Neue Händlerverträge Stellantis bestätigt Netzkündigung

Autor: Jens Rehberg

Am Mittwochvormittag haben Herstellervertreter des neuen Stellantis-Konzerns ihren Partnern eine Erklärung vorgelesen, in der sie eine weitreichende Umstrukturierung der Markennetze ankündigten. Der Druck auf die Händler wird noch größer.

Stellantis-Deutschlandzentrale in Rüsselsheim
Stellantis-Deutschlandzentrale in Rüsselsheim
(Bild: »kfz-betrieb« / Rehberg)

Zum Monatsende will der Hersteller demnach all seinen Markennetzen in Deutschland und mutmaßlich auch europaweit – mit Ausnahme von Maserati – die Kündigung übermitteln. Das betrifft hierzulande unter anderem über 1.000 A-Händler, die Opel, Fiat, Jeep, Peugeot oder Citroën vertreten. Die Auflösung der Vertriebs- und Serviceverträge soll mit einer Frist von zwei Jahren – also „ordentlich“ – passieren. Wie die Niederlassung des Konzerns in Rüsselsheim der Presse mitteilte, werde das künftige Vertriebsnetz anschließend „auf der Grundlage des Potenzials und objektiver Kriterien ausgewählt“.

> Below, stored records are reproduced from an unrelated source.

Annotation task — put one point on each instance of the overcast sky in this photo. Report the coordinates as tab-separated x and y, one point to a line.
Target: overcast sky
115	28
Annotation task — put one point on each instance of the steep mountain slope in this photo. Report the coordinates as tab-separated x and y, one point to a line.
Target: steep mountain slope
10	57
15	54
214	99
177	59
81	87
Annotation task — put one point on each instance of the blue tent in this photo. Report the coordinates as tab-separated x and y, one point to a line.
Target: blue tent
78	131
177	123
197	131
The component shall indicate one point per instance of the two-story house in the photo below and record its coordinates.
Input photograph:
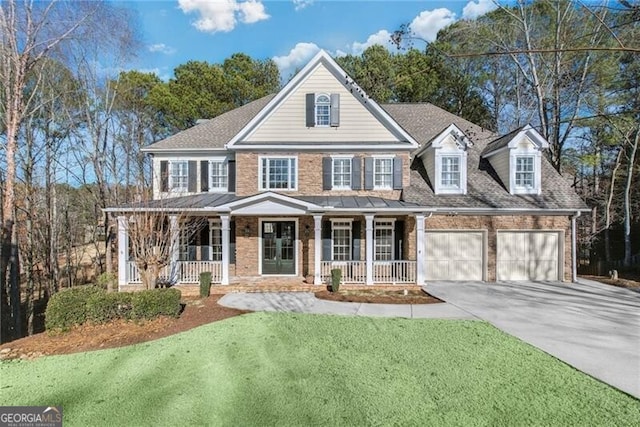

Was das heißt, erläuterte ein Händlervertreter auf Anfrage der Vogel Communications Group am Mittwochmorgen wie folgt: „Wir wissen, dass die Händler vom Hersteller in drei Gruppen eingeteilt wurden – in solche, die ohne weiteres ein Angebot zur weiteren Zusammenarbeit bekommen sollen, in solche, die erst mal eine Reihe von Standards erfüllen müssen, um weitermachen zu dürfen, und in solche, die man los haben will.“ Entsprechende Schreiben zur weiteren Zusammenarbeit sollten die Händler der ersten beiden Gruppen Mitte Juli erhalten. „Die gehen jetzt über Leichen“, kommentierte der Händlervertreter die Vorgehensweise.